Specific examples of the inorganic fine particles include, for example, silica, alumina, titanium oxide, barium titanate, magnesium titanate, calcium titanate, strontium titanate, zinc oxide, tin oxide, quartz sand, clay, mica, wollastonite, diatomaceous earth. Examples include soil, chromium oxide, cerium oxide, bengara, antimony trioxide, magnesium oxide, zirconium oxide, barium sulfate, barium carbonate, calcium carbonate, silicon carbide, and silicon nitride. Among these, as the fluidity imparting agent, it is preferable to use hydrophobic silica fine particles and hydrophobic titanium oxide fine particles in combination. In particular, when stirring and mixing are performed using particles having an average particle diameter of 5 × 10 ⁻² μm or less, the electrostatic force and van der Waals force with the toner are remarkably improved. Even when stirring and mixing inside the developing device is performed to obtain a good image quality that does not cause the release of the fluidity imparting agent from the toner and does not generate firefly, etc., and further reduces the residual toner. It is done.

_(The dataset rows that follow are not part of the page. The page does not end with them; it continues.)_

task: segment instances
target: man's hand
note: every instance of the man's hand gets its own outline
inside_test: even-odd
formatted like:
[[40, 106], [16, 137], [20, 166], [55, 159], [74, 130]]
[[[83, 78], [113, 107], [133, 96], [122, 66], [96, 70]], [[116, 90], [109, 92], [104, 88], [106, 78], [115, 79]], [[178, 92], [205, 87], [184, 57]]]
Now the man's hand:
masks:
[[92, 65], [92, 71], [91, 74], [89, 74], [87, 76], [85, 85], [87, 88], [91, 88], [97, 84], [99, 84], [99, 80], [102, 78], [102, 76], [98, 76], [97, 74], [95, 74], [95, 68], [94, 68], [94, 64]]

Titanium oxide fine particles are excellent in environmental stability and image density stability, but have a tendency to deteriorate the charge rise characteristics. Therefore, if the amount of titanium oxide fine particles added is larger than the amount of silica fine particles added, this side effect is affected. It can be considered large.
However, when the addition amount of the hydrophobic silica fine particles and the hydrophobic titanium oxide fine particles is in the range of 0.3 to 1.5% by weight, the charge rising characteristics are not greatly impaired, and the desired charge rising characteristics can be obtained. Stable image quality can be obtained even when repeated.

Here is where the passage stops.